The Vatican announced on Wednesday that religious orders can select lay brothers to serve as provincial superior or superior general of the communities, America magazine reported.
According to a rescript from the Congregation for Institutes of Consecrated Life and Societies of Apostolic Life, a body that oversees the religious orders, the exception to canon law was approved by Pope Francis on Feb. 11.
The rescript does not give permanent permission to elect a brother as a superior general. Instead, it requires those seeking the position to obtain a license from the overseeing body.
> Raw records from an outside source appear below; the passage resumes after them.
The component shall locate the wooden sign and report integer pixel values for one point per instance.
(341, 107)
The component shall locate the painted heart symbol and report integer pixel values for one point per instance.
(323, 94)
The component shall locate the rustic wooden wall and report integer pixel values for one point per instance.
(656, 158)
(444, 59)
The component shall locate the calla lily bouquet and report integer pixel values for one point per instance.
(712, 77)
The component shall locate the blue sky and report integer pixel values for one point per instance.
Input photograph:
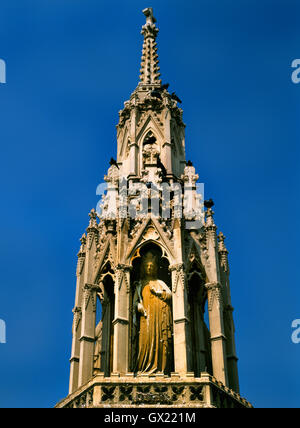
(70, 66)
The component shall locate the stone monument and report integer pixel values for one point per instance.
(151, 264)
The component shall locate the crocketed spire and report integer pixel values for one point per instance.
(149, 64)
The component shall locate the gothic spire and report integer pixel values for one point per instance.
(149, 64)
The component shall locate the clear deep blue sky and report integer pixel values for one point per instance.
(70, 66)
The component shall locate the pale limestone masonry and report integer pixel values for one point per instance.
(193, 264)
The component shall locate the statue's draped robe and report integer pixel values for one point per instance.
(155, 330)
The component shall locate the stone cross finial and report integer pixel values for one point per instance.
(149, 65)
(148, 12)
(221, 239)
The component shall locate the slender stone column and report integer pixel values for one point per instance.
(74, 361)
(88, 306)
(233, 378)
(182, 351)
(121, 321)
(87, 339)
(167, 144)
(215, 304)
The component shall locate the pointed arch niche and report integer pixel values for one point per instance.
(164, 275)
(200, 335)
(104, 337)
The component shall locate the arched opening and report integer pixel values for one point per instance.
(163, 276)
(104, 332)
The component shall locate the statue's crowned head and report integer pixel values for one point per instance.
(149, 266)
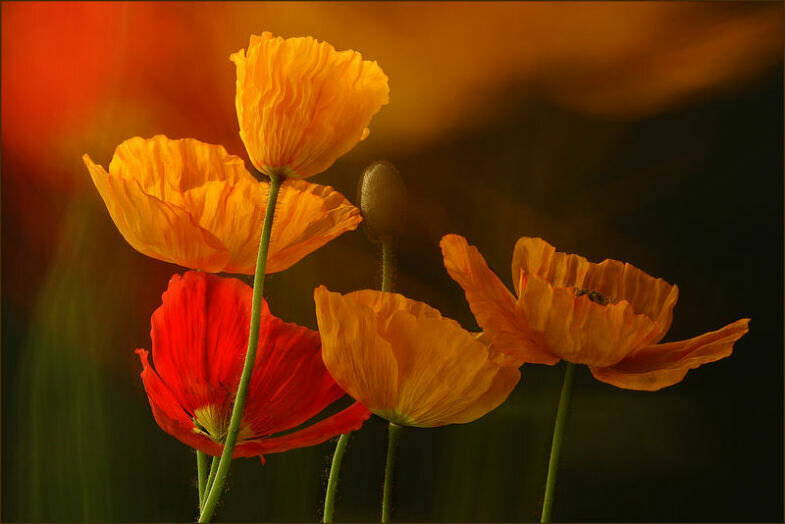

The Vatican office also said it ''reserves the right to evaluate the individual case and the reasons given by the supreme moderator or the general chapter'' of the order for choosing a brother.
The move from Pope Francis comes five years after the Franciscan family — which includes the Order of Friars Minor, Capuchins, Conventual Franciscans, and the Third Order Regulars — asked him to allow the exception.
The Rev. Michael Perry, a former general minister of the Order of Friars Minor, told Vatican Radio in 2017 that the pope was ''looking at the possibilities for moving this project forward'' regarding the election or selection of lay brothers to the positions, according to Crux.
''We left a letter as a formal request for a dispensation'' from canon law requirements, Perry said.
''In addition, we have spoken of the importance of the possibility of allowing lay friars to serve in an ordinary way in our respective orders,'' he added.